Field of the Month Initiative (2021-2022)

The Metadata Working Group (MWG) kicked off a Field of the Month initiative in October 2021. This project is intended to help ensure that we move forward with implementing last year’s recommendations for revisions to a variety of fields, many of which are still in the planning stage because they are dependent on metadata clean-up and/or we have not made a decision on our tolerance of metadata inconsistencies.

Each month for the next year, we will highlight one ScholarWorks field, rolling out revised help text on the work forms and guidance to campuses for required vs. optional metadata clean-up. This information will be shared at each Open Forum meeting (the first Friday of each month) as well as through subsequent email communications. Changes will also be tracked in the Metadata Change Log.

For additional background information, please consult the MWG slide deck from the October 1, 2022 Open Forum.

Batch Metadata Editing Instructions

If you are not yet familiar with the batch metadata editing process for ScholarWorks, please consult the training documentation created by David Walker.

Shortcut links to the more detailed updates on and instructions for each field are below.

Field #1: Title (December 2021-January 2022)

Overview

In 2020-2021, the MWG identified the need for additional clarity regarding capitalization practices for the Title field, which formerly advised users to capitalize the first word and any proper nouns, as shown in the screenshot below.

Title help text reads enter the main title of the work with the example of Places to see in San Francisco and guidance to capitalize the first word and any proper nouns.

In keeping with the 2020-2021 recommendation of the MWG, David Walker has updated the Title field help text to allow for sentence case or title case capitalization. The help text now also links to a title case converter, as shown in the screenshot below.

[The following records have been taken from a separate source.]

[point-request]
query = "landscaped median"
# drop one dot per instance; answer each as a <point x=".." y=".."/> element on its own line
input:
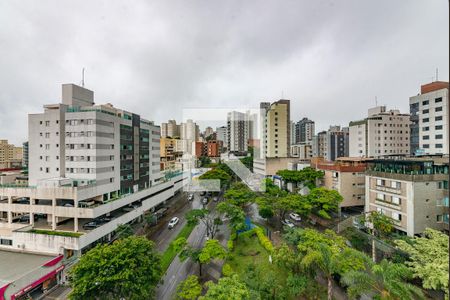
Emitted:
<point x="59" y="233"/>
<point x="170" y="253"/>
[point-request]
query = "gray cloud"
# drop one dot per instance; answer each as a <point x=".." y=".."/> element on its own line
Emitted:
<point x="331" y="58"/>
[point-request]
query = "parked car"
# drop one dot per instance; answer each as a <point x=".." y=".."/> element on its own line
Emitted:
<point x="295" y="217"/>
<point x="288" y="223"/>
<point x="26" y="218"/>
<point x="174" y="221"/>
<point x="103" y="220"/>
<point x="23" y="201"/>
<point x="91" y="225"/>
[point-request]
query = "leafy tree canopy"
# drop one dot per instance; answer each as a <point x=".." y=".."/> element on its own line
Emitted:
<point x="324" y="201"/>
<point x="226" y="288"/>
<point x="219" y="174"/>
<point x="429" y="258"/>
<point x="189" y="289"/>
<point x="129" y="268"/>
<point x="308" y="176"/>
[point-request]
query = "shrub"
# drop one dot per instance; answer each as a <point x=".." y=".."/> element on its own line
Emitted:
<point x="263" y="239"/>
<point x="230" y="245"/>
<point x="227" y="270"/>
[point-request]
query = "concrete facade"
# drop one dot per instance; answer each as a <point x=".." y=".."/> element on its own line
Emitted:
<point x="381" y="133"/>
<point x="430" y="120"/>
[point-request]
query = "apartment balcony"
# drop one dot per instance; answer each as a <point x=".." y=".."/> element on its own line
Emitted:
<point x="388" y="189"/>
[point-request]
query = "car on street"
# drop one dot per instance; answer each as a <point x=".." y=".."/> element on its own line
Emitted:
<point x="173" y="222"/>
<point x="91" y="225"/>
<point x="295" y="217"/>
<point x="288" y="223"/>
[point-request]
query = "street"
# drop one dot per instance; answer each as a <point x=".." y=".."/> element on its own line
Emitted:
<point x="178" y="271"/>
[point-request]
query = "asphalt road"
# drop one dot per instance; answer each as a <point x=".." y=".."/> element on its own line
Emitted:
<point x="178" y="271"/>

Clean-up Recommendations (Optional)

The MWG has not identified clean up of existing Title metadata that is not in compliance with the above change (e.g., all caps) as a requirement. However, campuses are welcome to undertake this clean up, and two potential methods are detailed below. We encourage campuses to choose whichever method will best meet your needs, and you are welcome to adjust the process as you see fit. Based on initial testing, both methods handle diacritics well.

Option #1: Using the Title Case Converter

The Title Case Converter allows you to convert text based on the capitalization guidelines of various formatting styles. To facilitate batch editing, your campus may want to decide to use one style in all cases, regardless of disciplinary variations. Please consult the Which Title Case Style Should You Use? page for additional information.

  1. Download the .zip file for your campus. Contact David if you don’t have that URL.

  2. There is a separate CSV file within the .zip file for each data model/work form, of which we currently have four: dataset, educational resource, publication, and thesis. If your campus will be cleaning up Title metadata for more than just ETDs, you will need to complete the following clean up steps for each CSV separately.

  3. For each CSV file, download it and save it locally. Then delete all fields (columns) except for id (column A) and title (column I).

  4. Then open a Google Sheet, click File > Import, click the Upload tab, and select or drag and drop the CSV file into the window. As shown in the screenshot below, be sure to uncheck the “Convert text to numbers, dates, and formulas” option before clicking “Import data.”

  5. Then copy data from the Title field and paste it into the Title Case Converter. Note: The converter does not have an explicit character limit, but it seems to work best with 500 or fewer words, so you will probably need to do this in batches.

  6. Select the title case style your campus has decided to use. If your titles are in all caps, you will also want to uncheck the “Keep Words in All Caps” option. Then click the “Convert” button.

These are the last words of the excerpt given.